In Sparks, search 'arm exercise'. There are lots of them on Sparks and you will be able to find a few that you like to do.
2 of the easiest arm exercises I can think of are; Chair Dips. Set 2 sturdy chairs beside each other with enough room between for you to fit. With your feet extended out and your palms placed on the chair, lower yourself as far as you can go and and then lift yourself back up with your arms. This will work the muscle on the back of the arms.
Push-Ups Can be done a variety of ways. Standing, leaning towards on wall, prone on the floor resting on your knees, on your toes, feet elevated on a chair, starting from a head stand with your feet high on a wall; hands touching each other, at shoulder width, wide grip. Each different position will change the muscle focus slightly and will build muscle.

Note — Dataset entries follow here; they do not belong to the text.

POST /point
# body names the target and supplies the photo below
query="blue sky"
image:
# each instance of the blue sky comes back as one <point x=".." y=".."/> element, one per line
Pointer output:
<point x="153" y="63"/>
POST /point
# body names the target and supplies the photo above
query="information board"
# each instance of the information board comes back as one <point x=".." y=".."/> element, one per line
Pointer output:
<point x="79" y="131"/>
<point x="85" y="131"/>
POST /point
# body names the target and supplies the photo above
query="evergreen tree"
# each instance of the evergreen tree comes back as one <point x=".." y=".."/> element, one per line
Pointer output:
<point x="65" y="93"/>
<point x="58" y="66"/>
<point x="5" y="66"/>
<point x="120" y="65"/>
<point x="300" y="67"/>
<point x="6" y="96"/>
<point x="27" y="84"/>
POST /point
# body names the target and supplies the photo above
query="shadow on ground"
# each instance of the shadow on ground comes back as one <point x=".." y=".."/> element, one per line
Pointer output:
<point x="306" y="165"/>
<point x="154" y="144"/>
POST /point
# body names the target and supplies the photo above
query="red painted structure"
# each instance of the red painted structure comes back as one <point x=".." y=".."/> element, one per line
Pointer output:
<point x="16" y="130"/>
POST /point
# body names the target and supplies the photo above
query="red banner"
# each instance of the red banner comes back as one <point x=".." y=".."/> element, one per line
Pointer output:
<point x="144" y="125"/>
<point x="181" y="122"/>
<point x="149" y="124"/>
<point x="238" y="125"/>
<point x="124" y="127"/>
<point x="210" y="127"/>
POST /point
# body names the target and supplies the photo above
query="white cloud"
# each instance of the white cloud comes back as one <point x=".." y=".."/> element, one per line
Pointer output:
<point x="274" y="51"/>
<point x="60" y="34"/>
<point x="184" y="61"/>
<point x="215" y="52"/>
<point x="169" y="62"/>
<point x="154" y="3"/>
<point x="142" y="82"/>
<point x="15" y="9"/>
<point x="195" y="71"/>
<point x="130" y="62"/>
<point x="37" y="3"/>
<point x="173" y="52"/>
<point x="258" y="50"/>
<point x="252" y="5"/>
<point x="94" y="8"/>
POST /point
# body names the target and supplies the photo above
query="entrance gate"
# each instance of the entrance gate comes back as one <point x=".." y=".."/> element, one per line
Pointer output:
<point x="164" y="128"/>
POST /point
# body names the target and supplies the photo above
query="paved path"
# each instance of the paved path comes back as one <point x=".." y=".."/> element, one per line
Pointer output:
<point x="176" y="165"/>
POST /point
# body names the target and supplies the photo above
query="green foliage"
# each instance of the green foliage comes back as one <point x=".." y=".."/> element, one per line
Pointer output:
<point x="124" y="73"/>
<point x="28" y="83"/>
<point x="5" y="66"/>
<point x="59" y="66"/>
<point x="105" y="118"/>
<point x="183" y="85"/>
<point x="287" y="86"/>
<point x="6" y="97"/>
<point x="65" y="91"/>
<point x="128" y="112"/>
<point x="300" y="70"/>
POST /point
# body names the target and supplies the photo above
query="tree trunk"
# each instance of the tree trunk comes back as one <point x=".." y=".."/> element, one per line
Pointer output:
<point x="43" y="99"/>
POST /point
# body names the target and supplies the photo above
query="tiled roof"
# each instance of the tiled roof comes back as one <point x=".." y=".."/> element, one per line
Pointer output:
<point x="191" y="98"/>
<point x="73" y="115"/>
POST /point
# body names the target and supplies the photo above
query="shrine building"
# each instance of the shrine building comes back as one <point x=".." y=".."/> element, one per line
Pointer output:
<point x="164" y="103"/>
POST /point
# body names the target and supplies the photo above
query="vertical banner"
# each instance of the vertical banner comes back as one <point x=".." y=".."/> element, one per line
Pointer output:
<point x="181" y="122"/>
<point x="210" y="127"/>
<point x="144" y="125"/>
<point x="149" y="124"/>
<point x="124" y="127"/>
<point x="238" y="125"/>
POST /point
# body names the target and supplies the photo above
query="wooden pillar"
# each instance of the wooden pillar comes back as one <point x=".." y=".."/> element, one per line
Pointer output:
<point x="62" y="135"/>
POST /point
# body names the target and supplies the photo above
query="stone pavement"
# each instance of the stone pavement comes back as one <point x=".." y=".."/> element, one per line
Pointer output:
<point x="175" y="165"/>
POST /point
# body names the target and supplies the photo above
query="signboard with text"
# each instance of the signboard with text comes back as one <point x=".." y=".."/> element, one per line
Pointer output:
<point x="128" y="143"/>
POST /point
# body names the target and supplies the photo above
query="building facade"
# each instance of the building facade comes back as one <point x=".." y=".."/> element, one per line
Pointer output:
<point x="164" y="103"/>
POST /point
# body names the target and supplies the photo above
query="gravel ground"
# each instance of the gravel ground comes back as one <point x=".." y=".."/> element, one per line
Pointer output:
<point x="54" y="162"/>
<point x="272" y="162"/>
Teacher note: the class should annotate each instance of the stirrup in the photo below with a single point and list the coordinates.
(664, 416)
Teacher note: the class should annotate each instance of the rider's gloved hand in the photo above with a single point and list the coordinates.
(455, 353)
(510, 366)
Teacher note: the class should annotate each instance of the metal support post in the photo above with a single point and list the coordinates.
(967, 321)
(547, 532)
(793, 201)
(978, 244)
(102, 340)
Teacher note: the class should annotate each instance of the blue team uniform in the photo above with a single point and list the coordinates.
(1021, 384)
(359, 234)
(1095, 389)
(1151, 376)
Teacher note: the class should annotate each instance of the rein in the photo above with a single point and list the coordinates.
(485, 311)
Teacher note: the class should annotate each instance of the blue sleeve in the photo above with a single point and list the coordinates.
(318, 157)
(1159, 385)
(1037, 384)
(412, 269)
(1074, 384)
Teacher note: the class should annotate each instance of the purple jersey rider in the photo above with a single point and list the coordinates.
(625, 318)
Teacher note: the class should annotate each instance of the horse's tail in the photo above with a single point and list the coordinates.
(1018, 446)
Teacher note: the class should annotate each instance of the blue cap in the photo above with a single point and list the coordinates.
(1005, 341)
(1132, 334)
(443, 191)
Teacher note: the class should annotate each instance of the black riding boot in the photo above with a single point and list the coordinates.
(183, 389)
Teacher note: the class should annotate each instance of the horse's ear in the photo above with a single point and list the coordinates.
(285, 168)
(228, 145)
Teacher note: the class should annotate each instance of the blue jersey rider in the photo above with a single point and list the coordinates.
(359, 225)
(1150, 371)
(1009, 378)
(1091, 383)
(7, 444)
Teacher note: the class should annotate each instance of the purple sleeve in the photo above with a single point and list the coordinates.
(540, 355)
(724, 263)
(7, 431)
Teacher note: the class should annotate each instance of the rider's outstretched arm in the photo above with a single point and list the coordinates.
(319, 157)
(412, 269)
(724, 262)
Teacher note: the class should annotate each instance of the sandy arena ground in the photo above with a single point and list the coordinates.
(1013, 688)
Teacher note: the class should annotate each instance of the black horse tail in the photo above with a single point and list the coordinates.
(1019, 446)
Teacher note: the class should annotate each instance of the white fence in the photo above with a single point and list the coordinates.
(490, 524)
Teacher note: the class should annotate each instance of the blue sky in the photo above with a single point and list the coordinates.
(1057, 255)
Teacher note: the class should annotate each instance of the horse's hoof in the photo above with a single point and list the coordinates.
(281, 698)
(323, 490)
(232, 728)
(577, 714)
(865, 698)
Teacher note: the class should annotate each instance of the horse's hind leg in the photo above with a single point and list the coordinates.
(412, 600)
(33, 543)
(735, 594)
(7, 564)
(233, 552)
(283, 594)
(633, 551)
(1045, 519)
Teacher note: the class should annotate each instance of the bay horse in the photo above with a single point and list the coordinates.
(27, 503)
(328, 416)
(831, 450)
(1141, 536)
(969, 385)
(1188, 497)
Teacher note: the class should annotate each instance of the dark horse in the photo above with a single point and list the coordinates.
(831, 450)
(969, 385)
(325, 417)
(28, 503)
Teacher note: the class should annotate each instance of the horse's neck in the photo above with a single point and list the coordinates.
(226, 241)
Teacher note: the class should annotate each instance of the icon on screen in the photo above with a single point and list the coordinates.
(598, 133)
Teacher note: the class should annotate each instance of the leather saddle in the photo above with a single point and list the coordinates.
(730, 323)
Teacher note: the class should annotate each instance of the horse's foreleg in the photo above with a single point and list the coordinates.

These can be done during TV commercial breaks, or any time you have a few minutes break. Do them multiple times a day and you WILL see some results. Good luck
Strongly suggest you check out some of Coach Nicole's strength training videos. You can start with weights as light as 1#, so give it a shot! Good luck!
Fitness Minutes: (14,252)
9,672 12/24/12 2:27 P
I don't really understand what you mean by "light" - to start building muscle, you start lifting weights. :) You may need to experiment a bit to see what works for you, but there's tons of arm videos in the healthy lifestyle section of the site. Start with 5 lb weights, and build up from there. That should be plenty light enough to get you started, but you'll adapt to it quickly. If you need to go lighter, that's okay, but don't STAY light!
You want to challenge yourself with weights heavy enough to fatigue your muscles (so that you're tired enough that you can't complete another rep in good form) in 8-12 reps. Don't listen to that "light weights/high reps to tone" myth... it's utter nonsense, and a waste of time.
Don't be afraid to lift heavy, and when you can get to 12 reps easily, it's time to go heavier!